Long-lived elements: actinides and fission products
The radioactive elements selected for transmutation are those that, measured by their half-life, would last for thousands or even millions of years. The advantage of elements being extremely long-lived – their slow activity – is outweighed by the disadvantage of them taking almost an eternity to disappear.
We will look first of all at transmutation of the minor actinides, heavier nuclei than uranium formed in reactors by the capture of one or more neutrons in succession. These nuclei are generally emitters of alpha rays and are radiotoxic if ingested.
Luckily the minor actinides are not very mobile and not very abundant (less than 1 kg per tonne of uranium removed from reactors). They are americium-243 and 241 (with half-lives of 7370 and 432 years respectively), curium-245 (8,500 years) and neptunium-237 (2,100,000 years). Plutonium (a major actinide) does not appear in this list because it is already transmuted in some reactors.
Apart from the actinides, it is worthwhile transmuting the few very long-lived fission products. Fission products, which emit beta rays, are much less toxic if ingested than the actinides. But in some chemical forms, they can be relatively mobile under disposal conditions. This category includes iodine-129 (a half-life of 17,000,000 years), caesium-135 (2,300,000 years) and technetium-99 (213,000 years).

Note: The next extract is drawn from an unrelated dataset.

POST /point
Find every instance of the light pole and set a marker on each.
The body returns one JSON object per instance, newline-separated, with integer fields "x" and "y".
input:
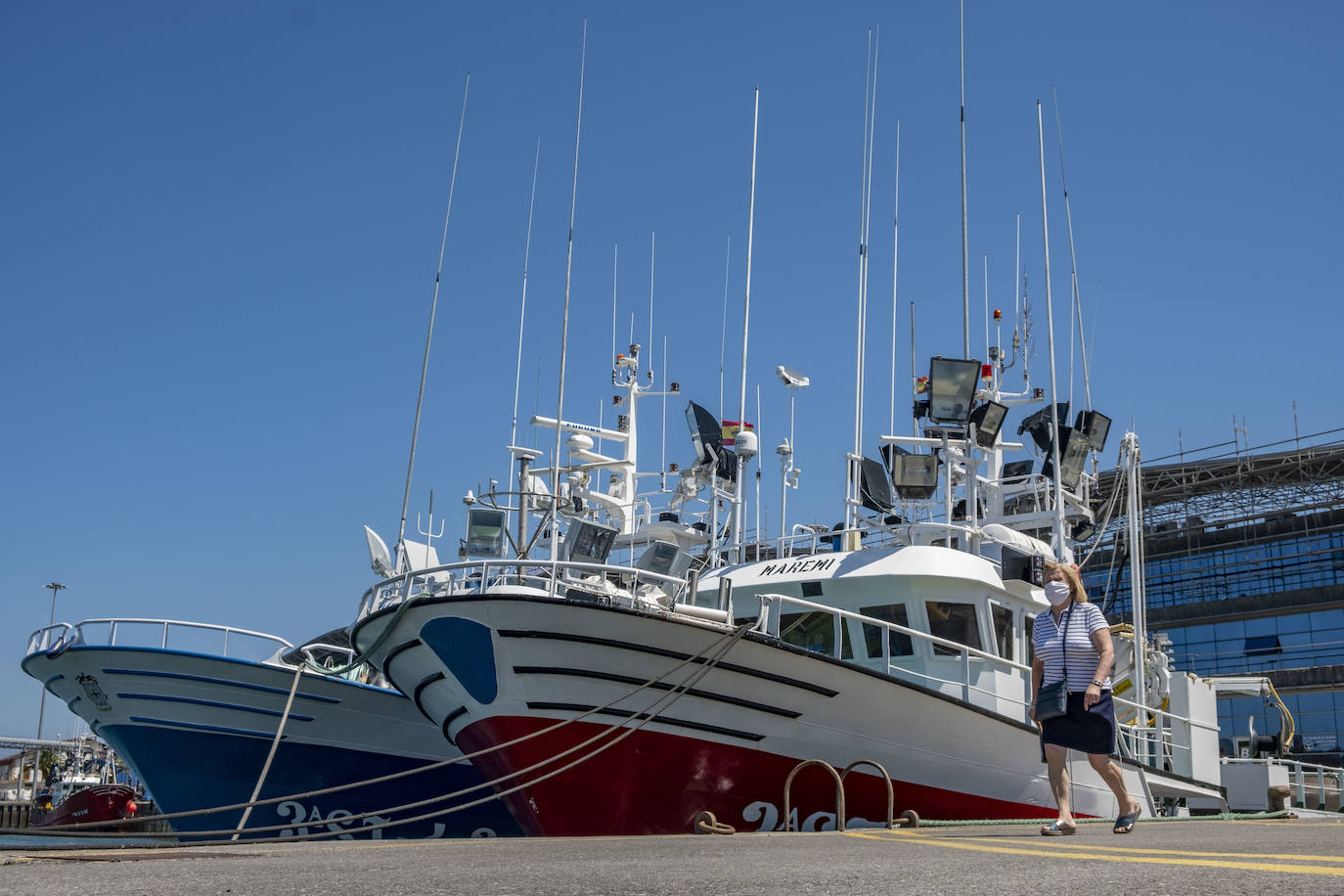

Technetium-99 is the most abundant element (810 g per tonne of uranium (TU) in nuclear fuel) and the most important one to transmute. Its activity (0.5 Tbq/TU) and its radiotoxicity (175 Sv/TU) account for 96% and 60 % of the total for the three elements. To give an idea of the radioactive risk, how many deaths would be caused by ingesting all the technetium in a tonne of spent fuel? By applying the usual calculation for the linear no-threshold relationship recommended by the ICRP, it would cause 9 deaths. But if the technetium were buried very deep down, only a tiny fraction would end up on the plates of our distant descendants.
However, if the use of nuclear continues, the challenge of reducing the quantity of technetium produced is justified. Through the capture of one neutron, the nucleus becomes stable again in a few minutes. Technetium is able to capture neutrons effectively under certain conditions, so the transmutation of this fission product is feasible, if not economical, in specialised reactors.
Caesium-135 (360 g/TU) is not worth transmuting. It represents only 17% of the caesium found in waste. Some of this caesium is stable. Caesium-137 with a 30-year half-life, which is also present, is 80,000 times more active than caesium-135. Irradiation with neutrons would reduce the life of some caesium-135 nuclei but would make radioactive other nuclei that were no longer radioactive. The benefit of doing this is dubious. To make it work, it would first be necessary to separate out the isotope caesium-135, but this would be very expensive to do.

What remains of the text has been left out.